Freelance Writing and Social Media: Make Money

How To Write For Social Media AND Make Money Doing It!

Freelance writers can use their social media followings to generate residual income.
Freelance writers can use their social media followings to generate residual income.

Digital marketing, social media and branded content are some of the more lucrative fields available to freelance writers and other online workers right now. Writers specifically can excel in this field: who better to massage words and produce the best and most nuanced content that gets attention and clicks than an experienced wordsmith like you and I? Everyone seems to need some kind of digital- or social media-based service these days, so writers really must be onboard if they’re looking to make a decent living!

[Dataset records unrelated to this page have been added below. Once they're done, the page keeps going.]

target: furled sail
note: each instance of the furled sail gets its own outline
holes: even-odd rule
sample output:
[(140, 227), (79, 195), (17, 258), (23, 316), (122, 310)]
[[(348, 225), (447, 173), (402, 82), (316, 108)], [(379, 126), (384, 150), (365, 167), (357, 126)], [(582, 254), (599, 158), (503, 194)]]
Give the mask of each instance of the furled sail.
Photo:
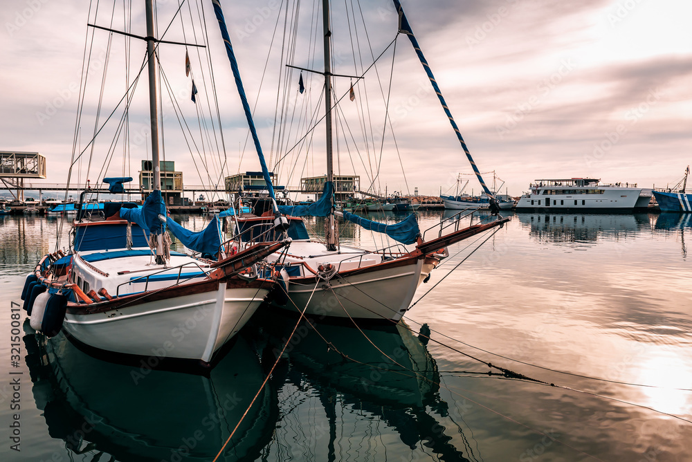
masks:
[(466, 143), (464, 140), (464, 138), (462, 136), (462, 132), (459, 131), (459, 128), (457, 127), (457, 122), (454, 121), (454, 118), (452, 117), (452, 113), (450, 112), (449, 108), (447, 107), (447, 103), (445, 102), (444, 98), (442, 96), (442, 93), (440, 91), (439, 87), (437, 86), (437, 82), (435, 79), (435, 75), (432, 75), (430, 66), (428, 64), (428, 61), (426, 59), (426, 57), (423, 55), (421, 46), (418, 44), (418, 40), (416, 39), (416, 37), (413, 35), (413, 30), (411, 28), (411, 25), (408, 23), (408, 19), (406, 19), (406, 15), (403, 12), (403, 8), (401, 7), (401, 3), (399, 3), (399, 0), (392, 0), (392, 1), (394, 1), (394, 6), (397, 10), (397, 12), (399, 13), (399, 32), (408, 35), (409, 40), (411, 41), (411, 44), (413, 45), (413, 48), (416, 50), (416, 54), (418, 55), (418, 58), (420, 59), (421, 64), (423, 64), (423, 68), (425, 69), (426, 73), (428, 74), (428, 78), (430, 79), (430, 84), (432, 85), (432, 89), (437, 95), (440, 104), (442, 104), (442, 109), (444, 109), (445, 113), (447, 114), (447, 118), (449, 119), (449, 123), (452, 124), (452, 128), (454, 129), (454, 132), (457, 134), (457, 138), (459, 138), (459, 142), (462, 145), (462, 149), (464, 149), (464, 153), (466, 155), (466, 158), (468, 159), (468, 162), (471, 163), (471, 167), (473, 169), (473, 173), (475, 174), (476, 178), (478, 178), (478, 181), (480, 183), (480, 185), (483, 187), (483, 191), (485, 192), (486, 196), (487, 196), (490, 199), (491, 203), (493, 203), (495, 202), (495, 196), (492, 192), (491, 192), (490, 188), (489, 188), (485, 184), (485, 181), (483, 181), (483, 177), (481, 176), (480, 171), (478, 169), (478, 167), (476, 167), (475, 163), (473, 162), (473, 158), (471, 157), (471, 153), (468, 152), (468, 148), (466, 147)]
[(331, 212), (334, 194), (334, 183), (327, 181), (319, 201), (305, 205), (279, 205), (279, 212), (291, 216), (328, 216)]
[(221, 230), (219, 228), (219, 220), (215, 216), (209, 224), (197, 232), (186, 230), (181, 226), (170, 216), (166, 218), (168, 229), (183, 245), (195, 252), (201, 254), (208, 254), (215, 257), (219, 252), (221, 246)]
[(253, 135), (253, 140), (255, 142), (255, 147), (257, 149), (257, 156), (260, 158), (260, 164), (262, 165), (262, 176), (266, 182), (267, 189), (269, 190), (269, 196), (273, 199), (276, 199), (274, 195), (274, 187), (271, 184), (271, 178), (269, 177), (269, 170), (266, 167), (266, 162), (264, 160), (264, 154), (262, 151), (262, 146), (260, 145), (260, 138), (257, 137), (257, 129), (255, 128), (255, 122), (253, 121), (253, 113), (250, 110), (250, 104), (248, 103), (247, 96), (245, 95), (245, 89), (243, 87), (243, 82), (240, 79), (240, 70), (238, 68), (238, 62), (235, 59), (235, 53), (233, 53), (233, 46), (230, 44), (230, 37), (228, 35), (228, 29), (226, 26), (226, 19), (224, 19), (224, 11), (221, 10), (221, 3), (219, 0), (212, 0), (214, 5), (214, 13), (219, 21), (219, 28), (221, 29), (221, 35), (224, 38), (224, 43), (226, 44), (226, 53), (228, 55), (230, 61), (230, 68), (233, 71), (233, 77), (235, 77), (235, 84), (238, 87), (238, 93), (243, 103), (243, 109), (245, 110), (245, 116), (248, 119), (248, 125), (250, 131)]
[(159, 215), (166, 216), (166, 205), (161, 197), (161, 192), (154, 190), (142, 205), (142, 208), (120, 208), (120, 218), (140, 225), (147, 234), (161, 234), (165, 226), (158, 219)]
[(421, 230), (418, 228), (418, 219), (416, 218), (416, 214), (411, 214), (406, 217), (406, 220), (393, 225), (368, 220), (348, 212), (343, 212), (343, 217), (345, 220), (359, 225), (366, 230), (383, 232), (392, 239), (403, 244), (415, 243), (417, 239), (421, 235)]
[(104, 183), (107, 183), (109, 186), (108, 190), (113, 194), (121, 194), (125, 192), (124, 183), (129, 183), (132, 181), (131, 176), (118, 176), (116, 178), (104, 178)]

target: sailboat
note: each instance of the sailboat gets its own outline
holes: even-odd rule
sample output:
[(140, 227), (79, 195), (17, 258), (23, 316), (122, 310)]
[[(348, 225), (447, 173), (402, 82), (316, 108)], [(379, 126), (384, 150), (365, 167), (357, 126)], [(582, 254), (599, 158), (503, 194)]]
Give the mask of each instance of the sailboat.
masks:
[[(336, 105), (332, 102), (332, 34), (328, 0), (323, 0), (322, 2), (325, 68), (322, 71), (305, 69), (324, 76), (323, 95), (327, 140), (327, 176), (324, 190), (320, 199), (310, 205), (275, 205), (271, 177), (254, 128), (249, 104), (244, 98), (237, 62), (226, 27), (221, 5), (218, 0), (213, 0), (213, 3), (236, 83), (239, 86), (251, 133), (262, 166), (271, 201), (274, 203), (273, 210), (262, 216), (243, 214), (235, 218), (235, 239), (239, 247), (242, 248), (262, 241), (263, 238), (276, 239), (275, 235), (267, 232), (275, 225), (277, 220), (283, 220), (285, 221), (286, 232), (293, 239), (290, 250), (286, 252), (275, 253), (267, 258), (267, 261), (273, 265), (281, 275), (281, 288), (275, 289), (273, 298), (275, 304), (316, 316), (362, 319), (373, 322), (399, 322), (409, 309), (418, 286), (428, 279), (430, 272), (448, 255), (446, 248), (448, 246), (491, 228), (501, 226), (509, 219), (495, 216), (495, 219), (489, 223), (480, 223), (443, 235), (444, 223), (441, 223), (439, 228), (421, 232), (415, 214), (396, 224), (385, 224), (367, 220), (346, 211), (335, 211), (332, 113), (336, 111)], [(453, 119), (446, 109), (446, 104), (442, 99), (427, 63), (425, 62), (401, 5), (395, 0), (394, 6), (399, 17), (399, 32), (406, 35), (413, 43), (457, 138), (462, 142), (467, 157), (471, 160), (474, 171), (486, 194), (491, 198), (491, 206), (497, 209), (494, 196), (483, 182)], [(383, 233), (399, 243), (377, 250), (340, 245), (338, 239), (337, 215), (345, 221), (366, 230)], [(325, 241), (309, 237), (301, 218), (307, 216), (324, 217)], [(426, 239), (431, 235), (432, 239)], [(401, 244), (412, 246), (414, 248), (409, 250)]]
[[(258, 264), (290, 239), (227, 253), (216, 217), (192, 232), (167, 216), (158, 168), (154, 54), (158, 44), (167, 42), (154, 38), (153, 0), (145, 3), (146, 37), (126, 35), (147, 43), (152, 160), (156, 166), (153, 191), (141, 208), (127, 201), (106, 202), (98, 214), (88, 213), (87, 195), (130, 192), (125, 184), (131, 177), (104, 178), (107, 190), (82, 192), (69, 250), (57, 249), (40, 259), (26, 278), (21, 299), (31, 326), (49, 337), (62, 330), (76, 344), (98, 354), (175, 358), (206, 367), (272, 288), (271, 273)], [(172, 251), (167, 230), (197, 254)]]
[(692, 212), (692, 192), (687, 192), (687, 176), (690, 167), (687, 166), (682, 179), (671, 188), (655, 189), (652, 192), (662, 212)]

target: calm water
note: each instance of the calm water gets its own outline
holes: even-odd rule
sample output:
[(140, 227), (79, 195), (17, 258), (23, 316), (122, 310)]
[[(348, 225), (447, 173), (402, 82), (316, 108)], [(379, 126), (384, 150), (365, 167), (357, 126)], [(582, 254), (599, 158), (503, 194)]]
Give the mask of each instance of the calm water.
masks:
[[(423, 212), (421, 228), (444, 216)], [(51, 219), (0, 217), (0, 460), (212, 460), (295, 318), (260, 312), (209, 377), (111, 364), (62, 335), (24, 332), (12, 367), (10, 302), (57, 228)], [(692, 460), (692, 424), (662, 414), (692, 420), (692, 392), (679, 389), (692, 388), (689, 243), (692, 219), (677, 214), (518, 214), (406, 325), (300, 327), (221, 460)], [(450, 248), (416, 299), (468, 243)], [(416, 335), (422, 323), (427, 345)], [(563, 387), (488, 375), (450, 347)], [(10, 449), (17, 377), (21, 452)]]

Working with social media is a special challenge, with each different platform presenting its own set of hurdles for writers. For example, working with Pinterest means you've got to be savvy enough to pair the right words with the best images, whereas Twitter challenges you to get the point across in just a few lines of text. But, when you can manipulate words and have access to the “right” vocabulary like working writers do, you’re well set up to excel in this particular genre.

But, the question is always how?

Your Social Media Followers

Well, the answer is found in your following. As a freelance writer who spends a lot of time on the web, you should have cultivated a decent social media following of your own after a year or two in this business. For example, most of the community on my Facebook page is likely readers here as well, just like you are (seriously, you should join us!). I've managed close to 3,000 followers on Twitter, too (well, you could be my 3,000th, if you want!).

You've probably picked up a few followers of your own from guest blog posts, or by interacting with other writers on forums or in online classes. This happens naturally and organically, and presents you with an audience of people who mirror your interests.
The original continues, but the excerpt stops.